Christian stützte die Hände auf die Stuhllehne und schaute Niels Heinrich an. Er war bleich und kämpfte um das Wort. »Wichtig wäre es, festzustellen, wo sich Michael während der ganzen Zeit versteckt gehalten hat, in der er verschwunden war,« begann er; und er sprach anders als vorher, hintastender, forschender, bebender, ungewisser, so als richte er während des Redens beständig Fragen an sich selbst; »es wäre äußerst wichtig. Michael ist Ruths Bruder; Sie werden gehört haben, daß er sechs Tage lang absolut unauffindbar war. Sooft ihn der Kommissär oder der Untersuchungsrichter darüber vernehmen will, bekommt er einen hysterischen Anfall. Man hat sich entschlossen, einstweilen zu verzichten, und überwacht ihn streng. Aber er rührt sich nicht aus der Stube und gibt keinen Laut von sich. Die Gerichtsärzte schütteln den Kopf; niemand weiß Rat. Es hängt alles davon ab, daß man ihn endlich zum Sprechen veranlaßt; es würde sicherlich Licht in das Geheimnis bringen; aber, wie gesagt, es wäre schon viel gewonnen, wenn man erfahren könnte, wo er sich versteckt gehalten hat.«
Niels Heinrich starrte finster bestürzt. Der Mensch wurde ihm immer fürchterlicher. In seinen Augen zuckte Fluchterwägung. »Wie soll ick denn dat wissen?« knurrte er; »det is mir überhaupt ejal. Wie soll ick denn dat wissen? Ick sagte Ihnen ja schon, wat jeht mir denn das an?« Er griff wieder zur Mundart, als schütze ihn die.
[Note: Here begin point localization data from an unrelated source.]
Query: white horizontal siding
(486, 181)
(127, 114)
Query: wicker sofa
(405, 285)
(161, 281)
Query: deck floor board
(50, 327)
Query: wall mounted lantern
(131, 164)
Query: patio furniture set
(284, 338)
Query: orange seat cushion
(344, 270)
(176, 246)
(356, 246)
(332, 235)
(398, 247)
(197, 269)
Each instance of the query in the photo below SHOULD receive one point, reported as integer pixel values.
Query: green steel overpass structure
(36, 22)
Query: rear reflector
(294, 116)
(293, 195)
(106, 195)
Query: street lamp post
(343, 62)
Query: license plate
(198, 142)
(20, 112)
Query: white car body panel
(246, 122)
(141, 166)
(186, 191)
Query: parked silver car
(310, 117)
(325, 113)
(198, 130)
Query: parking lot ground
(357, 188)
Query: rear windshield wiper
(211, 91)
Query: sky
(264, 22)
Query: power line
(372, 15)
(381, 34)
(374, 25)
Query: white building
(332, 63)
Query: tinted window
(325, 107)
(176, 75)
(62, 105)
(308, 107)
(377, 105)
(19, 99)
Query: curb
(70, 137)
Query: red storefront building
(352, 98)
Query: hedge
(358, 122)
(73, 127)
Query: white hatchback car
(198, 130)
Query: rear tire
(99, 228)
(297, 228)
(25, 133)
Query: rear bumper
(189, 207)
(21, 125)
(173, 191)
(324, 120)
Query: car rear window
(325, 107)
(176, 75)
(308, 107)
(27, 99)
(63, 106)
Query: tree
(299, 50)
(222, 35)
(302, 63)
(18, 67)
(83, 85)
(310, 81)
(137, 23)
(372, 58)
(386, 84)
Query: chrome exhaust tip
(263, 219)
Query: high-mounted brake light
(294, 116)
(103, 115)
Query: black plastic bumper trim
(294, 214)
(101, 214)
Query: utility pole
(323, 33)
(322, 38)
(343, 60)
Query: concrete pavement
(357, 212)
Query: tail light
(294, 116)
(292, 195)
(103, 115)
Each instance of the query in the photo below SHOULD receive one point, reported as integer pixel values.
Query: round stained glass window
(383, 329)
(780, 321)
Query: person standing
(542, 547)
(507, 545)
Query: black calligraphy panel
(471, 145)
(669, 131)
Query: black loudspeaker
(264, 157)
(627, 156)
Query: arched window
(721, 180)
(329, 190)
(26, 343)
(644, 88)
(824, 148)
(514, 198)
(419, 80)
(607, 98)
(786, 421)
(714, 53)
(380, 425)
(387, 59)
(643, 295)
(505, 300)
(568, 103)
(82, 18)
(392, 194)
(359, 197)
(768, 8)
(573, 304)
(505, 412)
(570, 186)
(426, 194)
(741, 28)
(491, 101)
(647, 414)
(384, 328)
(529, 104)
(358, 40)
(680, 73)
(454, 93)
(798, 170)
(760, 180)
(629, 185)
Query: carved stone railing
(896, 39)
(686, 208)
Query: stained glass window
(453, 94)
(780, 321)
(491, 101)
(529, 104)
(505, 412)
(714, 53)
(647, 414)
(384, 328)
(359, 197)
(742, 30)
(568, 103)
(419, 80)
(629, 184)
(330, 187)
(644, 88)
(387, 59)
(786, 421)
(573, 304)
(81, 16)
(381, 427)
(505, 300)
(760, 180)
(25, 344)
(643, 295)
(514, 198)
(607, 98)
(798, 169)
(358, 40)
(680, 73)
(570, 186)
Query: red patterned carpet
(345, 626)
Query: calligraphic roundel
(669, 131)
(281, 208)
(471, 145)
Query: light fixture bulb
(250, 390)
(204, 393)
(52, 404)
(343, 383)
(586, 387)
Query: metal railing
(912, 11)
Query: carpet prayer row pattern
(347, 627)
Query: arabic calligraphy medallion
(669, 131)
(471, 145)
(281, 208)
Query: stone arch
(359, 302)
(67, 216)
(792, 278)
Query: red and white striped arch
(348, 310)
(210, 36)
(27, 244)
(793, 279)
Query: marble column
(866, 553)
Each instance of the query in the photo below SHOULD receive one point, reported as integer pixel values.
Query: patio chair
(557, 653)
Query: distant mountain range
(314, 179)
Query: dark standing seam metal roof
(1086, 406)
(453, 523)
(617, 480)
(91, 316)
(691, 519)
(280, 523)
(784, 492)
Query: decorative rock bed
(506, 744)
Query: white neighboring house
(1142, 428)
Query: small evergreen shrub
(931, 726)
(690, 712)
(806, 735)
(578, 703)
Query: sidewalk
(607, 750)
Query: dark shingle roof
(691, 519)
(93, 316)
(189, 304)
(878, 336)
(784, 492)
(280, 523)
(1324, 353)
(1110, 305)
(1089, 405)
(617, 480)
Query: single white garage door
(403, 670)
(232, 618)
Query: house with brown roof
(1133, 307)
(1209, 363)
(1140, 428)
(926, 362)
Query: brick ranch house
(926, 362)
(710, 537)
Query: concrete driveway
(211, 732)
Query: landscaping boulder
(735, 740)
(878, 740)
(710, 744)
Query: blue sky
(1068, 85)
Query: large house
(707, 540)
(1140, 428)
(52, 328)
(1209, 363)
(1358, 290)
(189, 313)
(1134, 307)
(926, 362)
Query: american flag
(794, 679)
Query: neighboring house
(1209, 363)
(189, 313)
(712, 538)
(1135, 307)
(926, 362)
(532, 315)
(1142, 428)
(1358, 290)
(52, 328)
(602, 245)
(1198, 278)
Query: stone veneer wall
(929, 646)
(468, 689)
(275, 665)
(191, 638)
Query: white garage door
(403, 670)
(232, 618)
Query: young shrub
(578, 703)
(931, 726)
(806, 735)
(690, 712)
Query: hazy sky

[328] »Ich dachte nur, daß man Ihnen vielleicht Gerüchte zugetragen hat, daß vielleicht Leute in der Gegend der Heinzenschen Wohnung etwas bemerkt oder gehört haben. Entsinnen Sie sich nicht?«
Die Frage war so ernst und mahnend, beinahe flehend, daß Niels Heinrich, statt dem Antrieb zum Zorn nachzugeben, aufhorchte, auf die Stimme horchte und das Aussehen eines mit Stricken Gefesselten hatte. Und da entsann er sich wirklich einer Kunde von solcher Art, die zu ihm gedrungen war. Es gab in seinem Bekanntenkreis eine Dirne namens Molly Gutkind; man hieß sie, wegen ihres fetten Leibes und der weißen Haut, die kleine Made. Sie war noch sehr jung, kaum siebzehn. Vor ein paar Tagen hatte man ihm erzählt, die kleine Made habe ziemlich lange Zeit einen Jungen bei sich beherbergt, habe ihn angelegentlich vor jedermann verborgen und sei überhaupt seitdem wie ausgewechselt; vorher munter und sorglos, sei sie nun melancholisch und gehe nicht mehr auf die Straße.
Man hatte ihm dies mitgeteilt, wie man ihn von allen Vorfällen in der Dirnen- und Zuhälterwelt unterrichtet; er hatte der Sache keine Beachtung geschenkt und sie aus dem Sinn verloren. Nun tauchte sie auf und paßte her; er witterte es, daß sie herpaßte, aber das Gefühl seiner Wehrlosigkeit gegen den Menschen wuchs dadurch, und außerdem war ihm, als schaue der Mensch in ihn hinein, als entreiße er ihm nicht nur Verschwiegenes und Verhehltes, sondern auch Vergessenes. Der Geschichte mußte nachgegangen werden; sie mußte in aller Heimlichkeit ergründet und geprüft werden. Um etwas zu sagen und sich loszureißen, murmelte er widerwillig, er wolle zusehen, was sich machen lasse, aber auf ihn rechnen solle der Herr mitnichten, zum Spionieren sei er nicht der richtige Mann. Er ging zur Tür, schief, schleifend, mit unentschlossenem, welkem Ausdruck; er rieb die Finger aneinander, die feucht geworden waren, zündete eine Zigarette an, fröstelte in der [329] Kälte, die ihm vom Flur entgegenschlug und stülpte den Kragen seines gelben Überziehers hoch.
Christian geleitete ihn artig bis zur Schwelle. Er sagte leise: »Ich hoffe, Sie bald zu sehen. Ich erwarte Sie.«
Auf dem Treppenabsatz im zweiten Stock blieb Niels Heinrich stehen und meckerte sinnlos in die Luft hinein.